I also got a peek into the new bathroom space down the hall. Inside, floor-to-ceiling stall doors separate individual toilet and shower stalls, including two fully accessible combined rooms, one on each side. The shared sink space is at the center of the room, with improved counter space and plug-ins. Instead of being separated by gender, the bathrooms in Bartlett all use this kind of hybrid communal/individual bathroom design. 

An ADA full-bathroom stall in Bartlett

Photo by Manuel A. Melendez

As Teddi Walker explained, these bathrooms are created with Universal Design in mind, a framework that aims to make space accessible for everyone without the need for special accommodations. Hopefully, anyone can use this bathroom and feel comfortable, including those with sensory needs, physical limitations, or whose gender doesn’t fit into the outdated male/female bathroom binary. 
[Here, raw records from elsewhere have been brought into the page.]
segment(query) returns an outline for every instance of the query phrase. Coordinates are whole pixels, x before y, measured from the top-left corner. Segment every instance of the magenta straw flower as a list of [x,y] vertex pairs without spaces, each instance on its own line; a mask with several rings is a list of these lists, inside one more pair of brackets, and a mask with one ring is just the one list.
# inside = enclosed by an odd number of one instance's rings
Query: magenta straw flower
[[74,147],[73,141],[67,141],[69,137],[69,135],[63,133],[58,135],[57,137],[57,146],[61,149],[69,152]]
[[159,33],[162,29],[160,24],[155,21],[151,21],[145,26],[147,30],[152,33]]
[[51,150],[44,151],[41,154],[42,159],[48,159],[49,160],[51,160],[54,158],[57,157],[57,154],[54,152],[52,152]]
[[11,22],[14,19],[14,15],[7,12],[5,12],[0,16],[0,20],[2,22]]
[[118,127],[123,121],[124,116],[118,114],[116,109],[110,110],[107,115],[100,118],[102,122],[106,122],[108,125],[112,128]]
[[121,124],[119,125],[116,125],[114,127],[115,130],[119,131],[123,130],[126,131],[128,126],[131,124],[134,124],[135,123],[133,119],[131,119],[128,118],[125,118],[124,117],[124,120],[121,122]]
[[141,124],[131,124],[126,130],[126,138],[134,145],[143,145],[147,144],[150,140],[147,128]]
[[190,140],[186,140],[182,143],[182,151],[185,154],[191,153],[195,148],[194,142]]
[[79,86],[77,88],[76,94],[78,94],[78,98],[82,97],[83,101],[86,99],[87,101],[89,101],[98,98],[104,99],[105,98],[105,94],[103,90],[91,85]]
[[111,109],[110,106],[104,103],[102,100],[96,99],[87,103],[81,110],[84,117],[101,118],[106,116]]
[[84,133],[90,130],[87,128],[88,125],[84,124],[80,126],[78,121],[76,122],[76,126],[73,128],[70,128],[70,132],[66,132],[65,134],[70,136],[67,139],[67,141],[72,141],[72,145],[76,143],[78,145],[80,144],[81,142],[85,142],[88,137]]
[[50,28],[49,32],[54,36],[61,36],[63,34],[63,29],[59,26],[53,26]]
For anyone worried about safety in a shared bathroom space, Teddi assured me there’s no need to be concerned. The lack of separation probably makes the space safer than a gender-segregated bathroom because there’s less chance of isolation. “Come see it,” says Teddi to anyone uneasy about the design. “It’s essentially a series of individual private rooms.” 

This inclusive bathroom design is used on all eight floors of Bartlett, as well as in the Student Success Center. It goes to show how forward-thinking and well-planned these new spaces are. 

As a final note, thank you to Teddi Walker, Jen Tilbury, and Grayson L. for donating your time to make this tour possible.